Virtual environment in R?
I've found several posts about best practice, reproducibility and workflow in R, for example:
- How to increase longer term reproducibility of research (particularly using R and Sweave)
- Complete substantive examples of reproducible research using R
One of the major preoccupations is ensuring portability of code, in the sense that moving it to a new machine (possibly running a different OS) is relatively straightforward and gives the same results.
Coming from a Python background, I'm used to the concept of a virtual environment. When coupled with a simple list of required packages, this goes some way to ensuring that the installed packages and libraries are available on any machine without too much fuss. Sure, it's no guarantee - different OSes have their own foibles and peculiarities - but it gets you 95% of the way there.
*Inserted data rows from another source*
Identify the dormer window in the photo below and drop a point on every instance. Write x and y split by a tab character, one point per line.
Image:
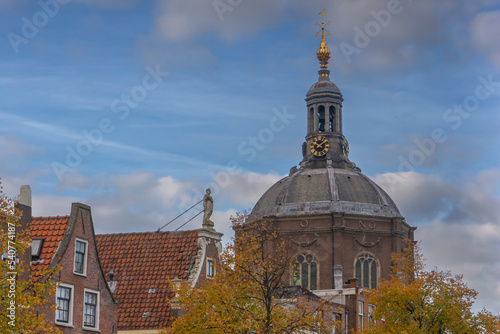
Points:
80	257
36	248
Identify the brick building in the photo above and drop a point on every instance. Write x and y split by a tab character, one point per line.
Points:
143	265
85	302
341	224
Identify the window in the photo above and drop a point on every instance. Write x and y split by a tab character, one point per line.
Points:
80	257
321	119
371	309
311	120
305	272
332	118
366	271
360	314
91	309
36	248
210	268
64	300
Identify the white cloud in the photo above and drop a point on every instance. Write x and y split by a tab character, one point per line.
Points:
142	201
424	198
420	198
484	30
471	250
180	20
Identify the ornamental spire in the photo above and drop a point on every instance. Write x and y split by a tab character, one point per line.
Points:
323	51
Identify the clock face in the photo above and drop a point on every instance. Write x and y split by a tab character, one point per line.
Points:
345	148
319	146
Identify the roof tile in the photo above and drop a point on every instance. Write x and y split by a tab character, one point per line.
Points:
143	261
52	230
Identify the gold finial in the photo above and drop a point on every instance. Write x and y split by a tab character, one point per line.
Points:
323	51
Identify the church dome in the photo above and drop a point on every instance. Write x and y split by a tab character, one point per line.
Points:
322	87
327	181
322	191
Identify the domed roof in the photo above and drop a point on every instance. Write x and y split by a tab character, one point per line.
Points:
326	190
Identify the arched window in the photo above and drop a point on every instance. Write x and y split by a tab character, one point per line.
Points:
332	118
305	272
311	120
366	271
321	118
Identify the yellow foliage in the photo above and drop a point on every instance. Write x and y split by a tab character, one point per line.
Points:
21	294
244	297
418	301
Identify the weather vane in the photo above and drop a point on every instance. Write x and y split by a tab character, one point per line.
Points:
323	51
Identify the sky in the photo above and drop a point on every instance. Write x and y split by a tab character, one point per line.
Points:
136	107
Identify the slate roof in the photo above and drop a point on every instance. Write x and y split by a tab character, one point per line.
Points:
319	191
52	230
142	262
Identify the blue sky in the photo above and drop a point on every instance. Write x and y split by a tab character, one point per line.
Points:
171	94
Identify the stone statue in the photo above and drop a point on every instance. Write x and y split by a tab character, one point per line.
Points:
208	206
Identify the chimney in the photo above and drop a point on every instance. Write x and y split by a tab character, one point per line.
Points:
23	204
337	276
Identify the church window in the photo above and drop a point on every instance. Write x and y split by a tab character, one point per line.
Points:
311	120
366	271
210	268
332	118
305	272
321	119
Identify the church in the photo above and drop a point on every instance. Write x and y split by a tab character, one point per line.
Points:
341	224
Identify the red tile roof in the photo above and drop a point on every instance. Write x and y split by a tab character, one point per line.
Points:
52	230
144	261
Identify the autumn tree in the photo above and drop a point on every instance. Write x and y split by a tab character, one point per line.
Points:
416	301
22	294
247	294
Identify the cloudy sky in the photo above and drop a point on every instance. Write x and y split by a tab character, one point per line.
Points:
135	107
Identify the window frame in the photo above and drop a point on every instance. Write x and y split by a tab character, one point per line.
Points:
69	323
370	274
297	267
361	306
85	255
36	248
210	274
97	309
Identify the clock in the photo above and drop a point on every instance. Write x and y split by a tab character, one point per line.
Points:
319	146
345	148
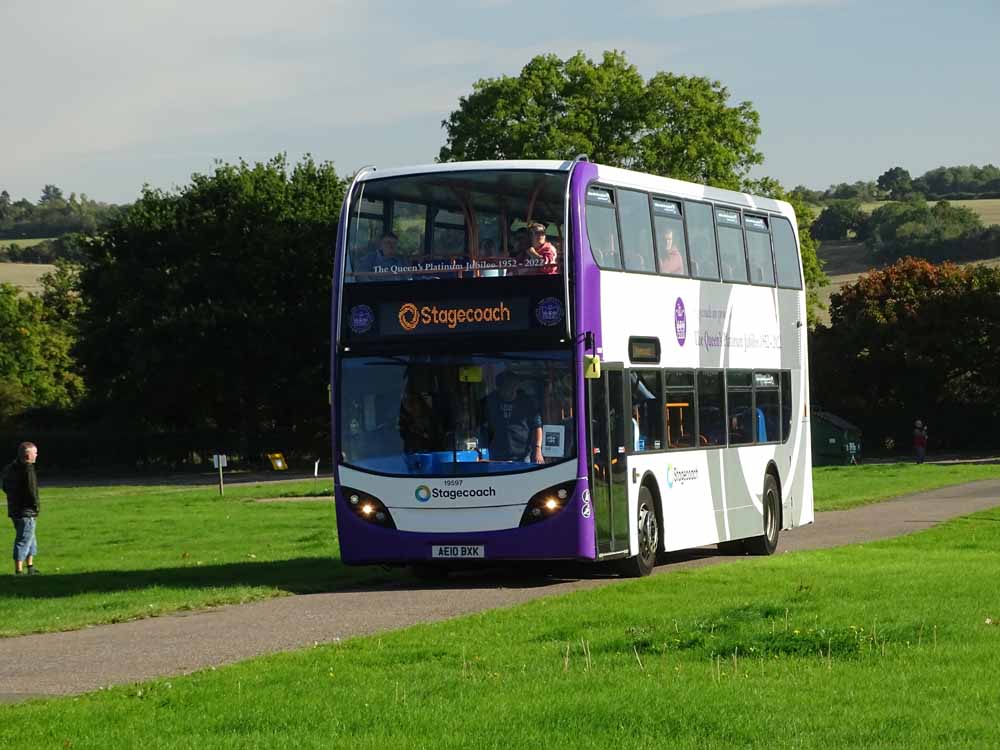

Does such a thing exist within R? Even if it's not as sophisticated. For example simply maintaining a plain text list of required packages and a script that will install any that are missing?
I'm about to start using R in earnest for the first time, probably in conjunction with Sweave, and would ideally like to start in the best way possible! Thanks for your thoughts.
Solution 1:
I'm going to use the comment posted by @cboettig in order to resolve this question.
Packrat
Packrat is a dependency management system for R. Gives you three important advantages (all of them focused in your portability needs)
Isolated : Installing a new or updated package for one project won’t break your other projects, and vice versa. That’s because packrat gives each project its own private package library.
Portable: Easily transport your projects from one computer to another, even across different platforms. Packrat makes it easy to install the packages your project depends on.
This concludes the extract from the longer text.